From: Byungchul Park <byungchul.park@lge.com>
To: Ingo Molnar <mingo@kernel.org>
Cc: willy@linux.intel.com, akpm@linux-foundation.org,
linux-kernel@vger.kernel.org, akinobu.mita@gmail.com,
jack@suse.cz, sergey.senozhatsky.work@gmail.com,
peter@hurleysoftware.com, torvalds@linux-foundation.org,
Peter Zijlstra <a.p.zijlstra@chello.nl>,
Thomas Gleixner <tglx@linutronix.de>
Subject: Re: [PATCH] lock/semaphore: Avoid a deadlock within __up()
Date: Tue, 2 Feb 2016 18:00:52 +0900 [thread overview]
Message-ID: <20160202090052.GH29804@X58A-UD3R> (raw)
In-Reply-To: <20160202081355.GA30393@gmail.com>
On Tue, Feb 02, 2016 at 09:13:55AM +0100, Ingo Molnar wrote:
>
> * Byungchul Park <byungchul.park@lge.com> wrote:
>
> > Since I faced a infinite recursive printk() bug, I've tried to propose
> > patches the title of which is "lib/spinlock_debug.c: prevent a recursive
> > cycle in the debug code". But I noticed the root problem cannot be fixed
> > by that, through some discussion thanks to Sergey and Peter.

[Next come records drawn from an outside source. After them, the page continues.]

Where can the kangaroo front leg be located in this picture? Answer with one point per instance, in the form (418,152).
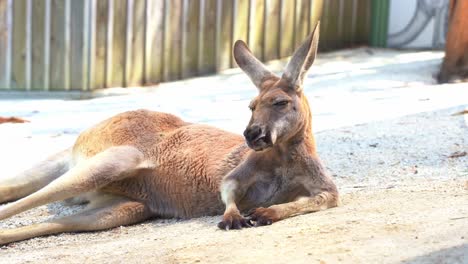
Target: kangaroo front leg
(111,214)
(34,178)
(266,216)
(110,165)
(230,192)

So I focused
> > on preventing the DEADLOCK.
> >
> > -----8<-----
> > From 94a66990677735459a7790b637179d8600479639 Mon Sep 17 00:00:00 2001
> > From: Byungchul Park <byungchul.park@lge.com>
> > Date: Tue, 2 Feb 2016 15:35:48 +0900
> > Subject: [PATCH] lock/semaphore: Avoid a deadlock within __up()
> >
> > When the semaphore __up() is called from within printk() with
> > console_sem.lock, a DEADLOCK can happen, since the wake_up_process() can
> > call printk() again, esp. if defined CONFIG_DEBUG_SPINLOCK. And the
> > wake_up_process() don't need to be within a critical section.
> >
> > The scenario the bad thing can happen is,
> >
> > printk
> > console_trylock
> > console_unlock
> > up_console_sem
> > up
> > raw_spin_lock_irqsave(&sem->lock, flags)
> > __up
> > wake_up_process
> > try_to_wake_up
> > raw_spin_lock_irqsave(&p->pi_lock)
> > __spin_lock_debug
> > spin_dump
> > printk
> > console_trylock
> > raw_spin_lock_irqsave(&sem->lock, flags)
> >
> > *** DEADLOCK ***
> >
> > Signed-off-by: Byungchul Park <byungchul.park@lge.com>
> > ---
> > kernel/locking/semaphore.c | 9 +++++++++
> > 1 file changed, 9 insertions(+)
> >
> > diff --git a/kernel/locking/semaphore.c b/kernel/locking/semaphore.c
> > index b8120ab..d3a28dc 100644
> > --- a/kernel/locking/semaphore.c
> > +++ b/kernel/locking/semaphore.c
> > @@ -259,5 +259,14 @@ static noinline void __sched __up(struct semaphore *sem)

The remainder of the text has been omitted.